Both income and religious attendance are predictive of voting for conservative parties (in the context of this paper, parties that oppose redistributive policies):
The average proportion of right-wing support increases as income increases, regardless of whether we include all voters or classify voters by religiosity. And the average proportion of right-wing support is higher among religious than among secular voters, regardless of whether we include all voters or classify by income. . . . But one interesting interaction emerges from these summaries of aggregate proportions. When we consider income polarization between the middle class and the poor, it is higher among religious than secular voters.
This is consistent with what we found in the U.S.:
But John and Piero go beyond our descriptive analysis by studying how factors of the political system are predictive of stronger or weaker links between income and voting in a country. They find:
The poor have a greater propensity to support right-wing parties in countries that are ethnically heterogeneous, rich, low in urbanization, low in party-system polarization, and that have no parties that are at once left wing on redistribution and right wing on issues related to individual liberty. . . . Income-based voting polarization increases when countries are ethnically homogenous and urbanized, when voters can choose to vote for a left-wing redistributive party that is conservative on individual liberty issues, and when there is no religious tax.
Finally, to get back to the U.S., they say:
Voters in the U.S. are only slightly above average in their level of support for right-wing parties. Three factors should drive U.S. voters to the right: the relatively high level of ethnic heterogeneity, the U.S.’s wealth, and the “forced choice” feature of the party system. Working against these variables, however, is the very high level of party-system polarization, which drives poor and middle-class voters to the left, and the relatively high level of urbanization, which drives poor voters to the left. . . . Although the level of right-wing support is relatively average . . . voting polarization on income is much higher in the U.S. that in most other countries. That is, poor voters are relatively more likely than middle-class voters to support left-wing parties in the U.S. than in other countries.
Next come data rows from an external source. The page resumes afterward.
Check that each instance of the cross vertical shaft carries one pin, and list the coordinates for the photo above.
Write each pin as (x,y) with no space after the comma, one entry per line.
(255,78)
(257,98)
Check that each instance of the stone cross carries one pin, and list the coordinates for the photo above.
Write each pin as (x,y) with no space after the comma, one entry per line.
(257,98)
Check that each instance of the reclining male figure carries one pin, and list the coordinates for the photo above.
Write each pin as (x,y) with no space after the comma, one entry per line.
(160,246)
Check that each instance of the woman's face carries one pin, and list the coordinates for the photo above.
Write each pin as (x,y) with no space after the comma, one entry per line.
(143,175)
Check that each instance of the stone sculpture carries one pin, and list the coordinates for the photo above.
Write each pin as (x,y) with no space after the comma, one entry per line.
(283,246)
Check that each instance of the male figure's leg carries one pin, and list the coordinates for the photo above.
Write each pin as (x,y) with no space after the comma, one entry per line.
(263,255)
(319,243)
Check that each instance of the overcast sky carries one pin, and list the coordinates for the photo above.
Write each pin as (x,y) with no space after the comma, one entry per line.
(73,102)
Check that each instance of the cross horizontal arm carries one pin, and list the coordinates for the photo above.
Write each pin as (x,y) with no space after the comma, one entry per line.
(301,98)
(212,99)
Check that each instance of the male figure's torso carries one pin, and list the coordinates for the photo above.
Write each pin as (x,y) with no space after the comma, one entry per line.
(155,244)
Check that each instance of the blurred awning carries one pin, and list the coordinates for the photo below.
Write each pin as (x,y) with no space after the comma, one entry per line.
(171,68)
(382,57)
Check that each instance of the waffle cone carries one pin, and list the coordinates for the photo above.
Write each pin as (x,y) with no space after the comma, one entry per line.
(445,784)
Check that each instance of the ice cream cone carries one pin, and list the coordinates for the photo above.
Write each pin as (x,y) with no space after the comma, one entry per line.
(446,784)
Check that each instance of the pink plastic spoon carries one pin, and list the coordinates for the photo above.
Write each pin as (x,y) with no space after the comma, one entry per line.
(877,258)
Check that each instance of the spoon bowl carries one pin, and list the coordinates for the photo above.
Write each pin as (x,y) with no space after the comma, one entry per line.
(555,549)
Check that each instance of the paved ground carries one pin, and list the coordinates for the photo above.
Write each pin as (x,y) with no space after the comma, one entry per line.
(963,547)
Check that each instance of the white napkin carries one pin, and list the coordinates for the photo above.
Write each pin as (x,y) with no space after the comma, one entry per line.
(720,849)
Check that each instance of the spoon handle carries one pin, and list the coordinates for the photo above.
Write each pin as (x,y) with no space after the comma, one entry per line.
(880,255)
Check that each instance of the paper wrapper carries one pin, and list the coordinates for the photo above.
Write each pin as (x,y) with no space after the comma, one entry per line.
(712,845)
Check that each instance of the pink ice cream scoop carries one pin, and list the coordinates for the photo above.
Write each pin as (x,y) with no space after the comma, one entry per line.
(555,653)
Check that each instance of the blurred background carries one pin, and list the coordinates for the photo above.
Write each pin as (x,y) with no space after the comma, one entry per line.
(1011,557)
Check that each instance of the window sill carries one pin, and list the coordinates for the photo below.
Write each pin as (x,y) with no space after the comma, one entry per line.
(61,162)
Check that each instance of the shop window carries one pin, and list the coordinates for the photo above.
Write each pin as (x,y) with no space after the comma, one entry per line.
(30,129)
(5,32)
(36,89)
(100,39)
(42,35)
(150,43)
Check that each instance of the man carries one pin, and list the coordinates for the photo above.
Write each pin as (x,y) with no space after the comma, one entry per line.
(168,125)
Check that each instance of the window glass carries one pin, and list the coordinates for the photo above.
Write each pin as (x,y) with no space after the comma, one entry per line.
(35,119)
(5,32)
One thing I’d like to understand is the differences in polarizations in different U.S. states (or, for that matter, different Mexican states). In presidential elections, everybody is voting on the same issues, so the institutional explanations of this Huber and Stanig paper wouldn’t seem to directly answer the question.
Finally, some picky things:
1. I’d be a little more careful about the causal language, for example, “the effect of income” and “the impact of income” on page 4. To the extent that income is an attribute rather than a treatment, the relation between income and voting isn’t necessarily causal.
2. All the tables should be graphs. And when countries are listed, I’d prefer to use some ordering such as avg income or avg religiosity, not alphabetical.
3. Fig 1 should show the country names. (Yes, you can do it, if necessary by breaking into different graphs for different regions of the world.) Also, the x and y-axes should stop at 0 (rather than following the R default and going below zero).
4. Figure 2 shouldn’t be in alphabetical order. Actually, I don’t think Figure 2 has much information, so I’d remove it. Figure 3 should also not be alphabetical, also I think it could be done better. In particular, income polarization should bnot be plotted on the same scale as vote proportions. And something wacky is going on with Belgium and some other countries with the placement of the x-axis. Also, use the full country names rather than tricky 3-letter all-caps abbreviations. Ink is basically free here.
5. FIgs 3,4,5 can be displayed, for example, as a long array of countries, as a 28×3 array, so that each row shows everything that’s going on with a country. I’d really like to see these graphs cleaned up, because to me, they’re the meat of the paper. I’d start by replacing all the barplots with line plots, which will allow multiple lines on a graph. Our own graphs reproduced above (for the 3 states) could be a template here.
6. Figure 6 is pretty good,. I’d put fewer labels on the axes (the y-axis could be just 0, .5, 1), get rid of the horizontal lines (but, yes, given that they’re there, it’s nice that they’re so light), and, again, don’t have the graphs go below 0. I’d also label the two lines directly on each graph, rather than use the key at the bottom of the page.
7. In Figure 7, again, label the lines directly on each graph. This is a bit of work, but once you’ve figured out what you want in the final paper, it would be much easier to follow (as a researcher, not just as a “consumer” of the paper) if the lines are labeled (“secular poor”, “secular middle”, etc.)